スポニチアネックス / 2024年11月26日 5時32分

キューバ戦で好投した藤平

 【平成の怪物が行く 松坂大輔の探球】本紙評論家・松坂大輔氏(44)による月1回の連載コラム「松坂大輔の探球」11月編。松坂氏は24日に幕を閉じた「第3回プレミア12」を日本、台湾でフル取材。母校・横浜高の後輩で中継ぎとして活躍した藤平尚真投手(26=楽天)の投球に目を奪われた。6試合で防御率0・00。特にセーブを挙げた17日のキューバ戦のラストピッチは、さらなる成長につながる大きな一球と評した。

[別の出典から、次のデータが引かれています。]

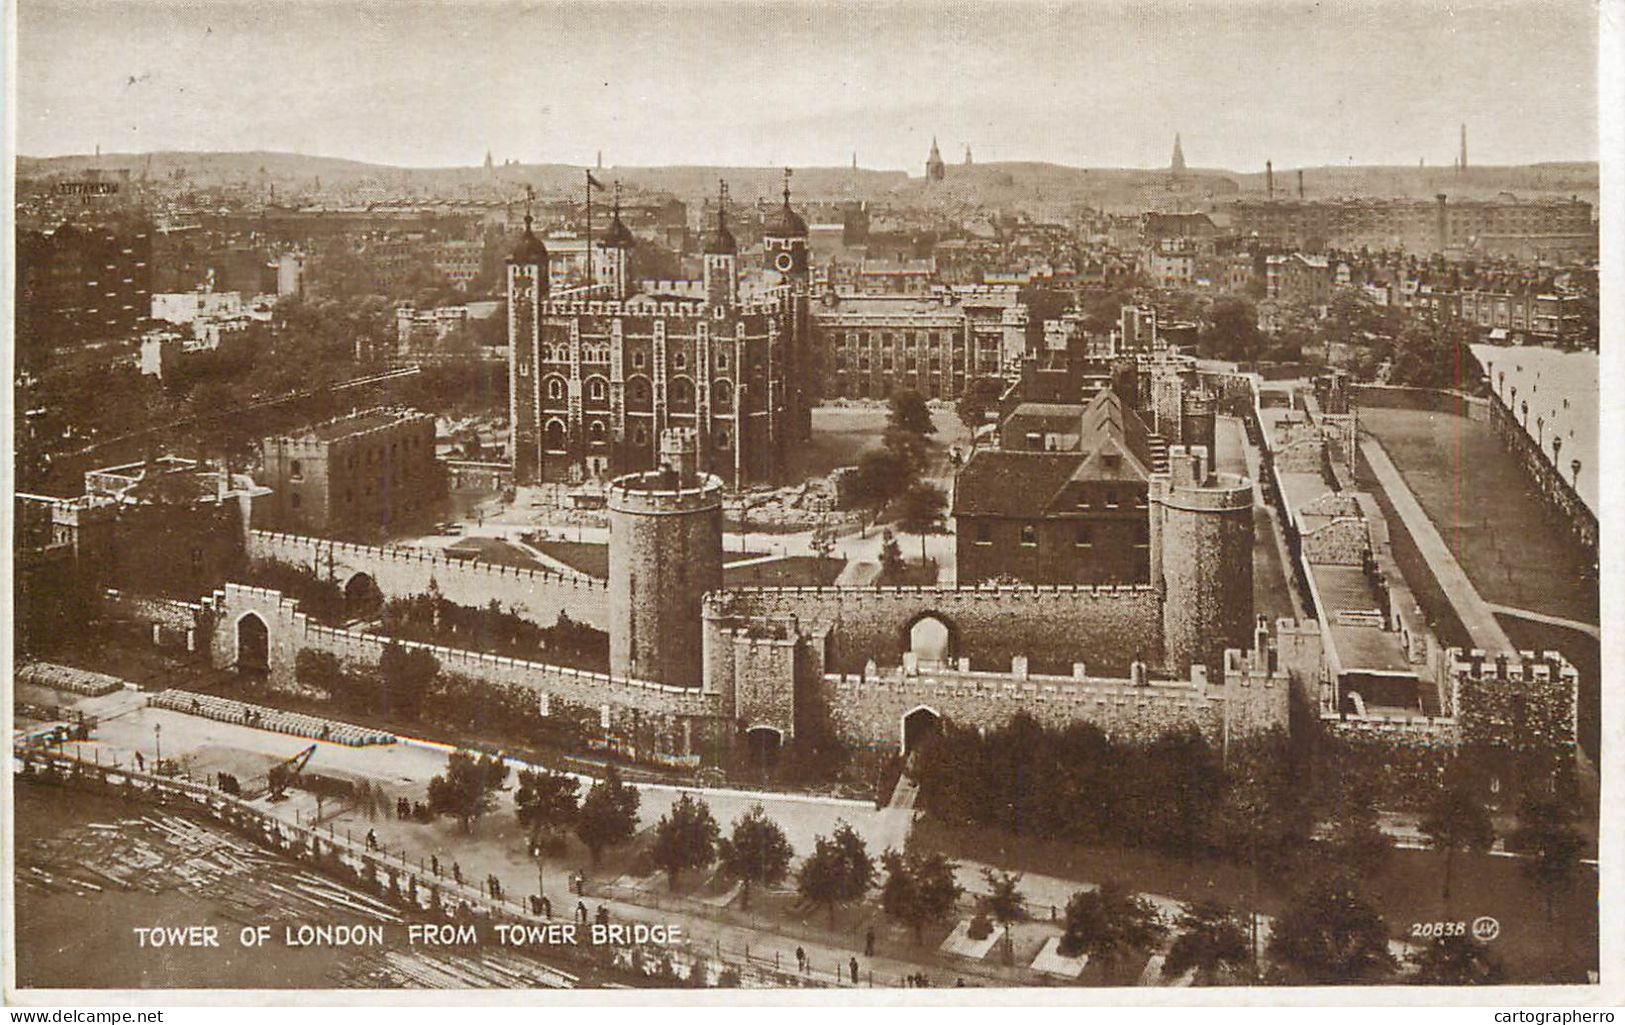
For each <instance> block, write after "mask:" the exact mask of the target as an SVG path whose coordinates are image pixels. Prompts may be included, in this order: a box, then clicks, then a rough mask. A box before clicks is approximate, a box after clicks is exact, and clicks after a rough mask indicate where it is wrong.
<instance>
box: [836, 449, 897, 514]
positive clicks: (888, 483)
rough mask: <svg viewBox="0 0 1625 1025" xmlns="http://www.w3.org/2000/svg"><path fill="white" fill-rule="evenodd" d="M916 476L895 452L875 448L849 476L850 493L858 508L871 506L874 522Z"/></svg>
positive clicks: (865, 454) (860, 463)
mask: <svg viewBox="0 0 1625 1025" xmlns="http://www.w3.org/2000/svg"><path fill="white" fill-rule="evenodd" d="M912 479H913V473H910V469H908V466H907V465H905V463H903V461H902V460H900V458H899V456H897V455H895V453H894V452H890V450H887V448H871V450H868V452H864V453H863V458H860V460H858V466H856V468H855V469H853V471H851V474H850V476H848V479H847V495H848V500H850V502H851V504H853V505H856V507H858V508H866V510H869V521H871V523H874V521H877V520H879V518H881V513H884V512H886V507H887V505H889V504H890V502H892V499H895V497H897V495H900V494H902V492H903V487H907V486H908V481H912Z"/></svg>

 10月29日にスタートした宮崎での直前合宿から1カ月弱。この短い期間で、藤平投手は一回りも二回りも成長し、レベルアップしたように思います。自身初の侍ジャパンで、日の丸の重責を背負って熱戦に身を投じる。チームは連覇を逃しましたが凄みすら感じさせる投球はチームに欠かせないものでした。大会後、井端監督は「自信を付けた選手もいると思う」と話していました。そのうちの一人は間違いなく藤平投手でしょう。

 特に印象に残った試合は17日、台湾・天母での雨中のキューバ戦。7―6の9回に抑えとして登板し、無失点でしのいでセーブを挙げました。最後は2死満塁で8番打者をフォークで空振り三振。自分も現地で取材していましたが、精神的な強さが垣間見えた一球に本当にしびれました。

 雨が降り続き、ボールは滑ります。マウンドの土もぬかるんでいました。1死一、二塁ではフォークがすっぽ抜けて死球。それでも逃げずに、最後は150キロ超の直球を5球続けた後にカウント2―2からフォークを選択しました。落差も抜群で最高のコースに。見事に投げきりました。

 母校・横浜高の後輩。翌日、本人と話をすると「吐きそうなくらい緊張していました」と笑っていましたが、雨で滑るために最後のフォークはあえて握りを浅くしたそうです。重圧のかかる場面で冷静な判断。周りが見えていたのは、成長の証です。勝負を決めた一球であるのはもちろん、藤平投手の今後の野球人生においてもターニングポイントになるような一球だったと思います。

 150キロ台中盤の直球は威力満点で、その直球で押すことで空振りやファウルでカウントを稼げます。そして決め球のフォーク。今季は楽天で中継ぎとして高い潜在能力が開花しましたが、来季以降も非常に楽しみですね。

 今大会の侍ジャパンは31歳の源田壮亮選手が最年長。藤平選手だけではなく、この経験が次なる成長の糧になる選手は大勢いるはずです。次は26年のWBC。若き侍戦士のさらなるレベルアップに期待したいです。